Teenage Mutant Ninja Turtle Party Activities

This party had very little planned activities.  The kids could just run around and play and have fun doing their own thing.  Each child had a fabric Ninja Turtle mask in their treat bag.  These masks were so easy to make.  I found thin cotton fabric in the quilting section at Joannes
(on sale+coupon=jackpot!)
I purchased a half yard of each color and this was way more than enough (hence the costumed balloons in the party décor!)  I folded the half yard lengthwise and cut 2.5 inch wide strips.  The eye holes were cut 3/4 inch from the fold.  At the end of the mask, taper the end to a point, starting 8 inches from the end.
One play activity the kids could pretend and interact with, was our pizza shop play house.  You might have seen the post here.  Little Guy and Big Sister had fun helping me make this pizza shop in the week leading up to the party.

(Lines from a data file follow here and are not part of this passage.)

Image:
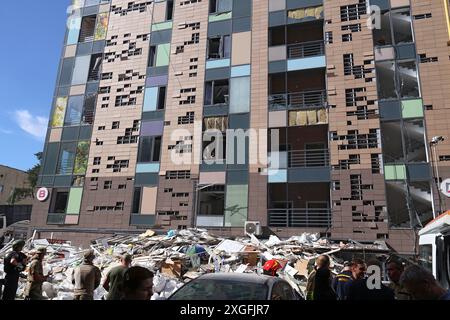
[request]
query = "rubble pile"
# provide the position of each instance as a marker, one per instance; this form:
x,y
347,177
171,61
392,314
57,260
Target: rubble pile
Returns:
x,y
180,256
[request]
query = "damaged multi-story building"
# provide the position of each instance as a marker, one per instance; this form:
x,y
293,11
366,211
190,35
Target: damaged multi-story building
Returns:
x,y
355,92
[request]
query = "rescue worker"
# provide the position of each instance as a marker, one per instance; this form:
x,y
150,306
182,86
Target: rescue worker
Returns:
x,y
359,289
394,270
14,264
422,285
322,261
114,280
138,284
36,276
86,278
341,280
322,281
358,269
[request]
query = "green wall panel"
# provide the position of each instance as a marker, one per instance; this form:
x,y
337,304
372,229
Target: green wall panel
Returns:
x,y
397,172
412,109
74,202
162,57
236,205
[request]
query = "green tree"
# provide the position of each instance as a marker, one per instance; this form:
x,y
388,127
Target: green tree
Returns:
x,y
20,194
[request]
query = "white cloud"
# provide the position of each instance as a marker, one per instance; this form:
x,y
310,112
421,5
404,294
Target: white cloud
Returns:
x,y
5,131
34,125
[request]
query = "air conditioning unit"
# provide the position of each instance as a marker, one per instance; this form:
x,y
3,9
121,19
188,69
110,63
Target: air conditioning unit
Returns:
x,y
253,227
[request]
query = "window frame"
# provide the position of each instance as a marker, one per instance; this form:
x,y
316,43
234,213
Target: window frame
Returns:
x,y
153,149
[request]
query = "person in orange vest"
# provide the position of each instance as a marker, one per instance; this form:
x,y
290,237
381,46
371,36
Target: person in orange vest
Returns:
x,y
271,267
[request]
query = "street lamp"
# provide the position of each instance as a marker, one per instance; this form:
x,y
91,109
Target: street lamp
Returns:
x,y
433,145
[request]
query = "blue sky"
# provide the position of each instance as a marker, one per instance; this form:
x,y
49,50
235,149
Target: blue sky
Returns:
x,y
31,39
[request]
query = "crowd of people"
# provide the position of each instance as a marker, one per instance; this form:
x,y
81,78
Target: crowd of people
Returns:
x,y
354,283
125,282
122,282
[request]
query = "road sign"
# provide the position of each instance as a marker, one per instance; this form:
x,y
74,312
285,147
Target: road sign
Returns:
x,y
42,194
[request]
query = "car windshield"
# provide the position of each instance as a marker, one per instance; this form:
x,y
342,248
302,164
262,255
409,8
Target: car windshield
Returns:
x,y
221,290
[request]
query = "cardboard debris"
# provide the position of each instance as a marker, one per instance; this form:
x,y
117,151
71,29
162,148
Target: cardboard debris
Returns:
x,y
181,256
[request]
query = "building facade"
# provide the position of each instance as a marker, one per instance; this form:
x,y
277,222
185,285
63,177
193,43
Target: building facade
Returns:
x,y
323,112
18,209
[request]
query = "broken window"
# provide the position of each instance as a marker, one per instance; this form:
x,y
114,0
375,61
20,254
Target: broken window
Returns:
x,y
87,29
408,79
396,28
215,123
219,47
102,26
169,10
81,70
81,158
217,92
89,109
240,95
149,149
386,80
421,202
277,36
308,117
59,112
95,67
402,25
218,6
414,133
59,202
391,134
74,111
137,200
159,55
152,56
66,158
212,201
397,204
161,98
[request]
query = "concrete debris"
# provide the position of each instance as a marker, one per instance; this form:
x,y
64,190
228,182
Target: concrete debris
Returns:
x,y
181,256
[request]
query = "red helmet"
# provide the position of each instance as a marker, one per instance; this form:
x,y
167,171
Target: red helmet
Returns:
x,y
272,266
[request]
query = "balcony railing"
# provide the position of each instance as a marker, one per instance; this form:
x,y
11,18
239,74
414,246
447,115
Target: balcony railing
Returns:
x,y
306,49
308,158
299,100
300,218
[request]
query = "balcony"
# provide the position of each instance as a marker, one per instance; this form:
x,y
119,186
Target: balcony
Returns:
x,y
300,218
306,49
298,100
308,158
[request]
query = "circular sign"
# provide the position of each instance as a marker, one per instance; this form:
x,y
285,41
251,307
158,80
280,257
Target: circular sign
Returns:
x,y
42,194
445,187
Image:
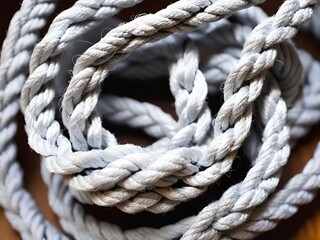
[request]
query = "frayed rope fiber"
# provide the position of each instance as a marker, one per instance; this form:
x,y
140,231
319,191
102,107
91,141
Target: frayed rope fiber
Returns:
x,y
269,99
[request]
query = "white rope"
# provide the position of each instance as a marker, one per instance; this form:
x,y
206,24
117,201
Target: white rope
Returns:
x,y
192,151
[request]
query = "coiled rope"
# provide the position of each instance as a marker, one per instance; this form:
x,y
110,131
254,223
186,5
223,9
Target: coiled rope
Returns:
x,y
192,152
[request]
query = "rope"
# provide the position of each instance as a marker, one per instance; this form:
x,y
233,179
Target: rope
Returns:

Teenage Mutant Ninja Turtle Party Favors

The favor bags were green paper bags I found at Paper Mart and fit in with the green of the Teenage Mutant Ninja Turtles and the Tinkerbell Fairy themes.  I had a little help from one of the other Aunts while the cousins played one day, making these bags into turtle faces.  I hand drew the mask shape and cut circles with a hole punch.  We glued them on the bags with a scrap of white paper behind the holes for eyes.  Draw on a black circle for eyes, and done!  In the bags were our Ninja Turtle masks, Teenage Mutant Ninja Turtle fruit snacks, and a handful of candy.  Easy!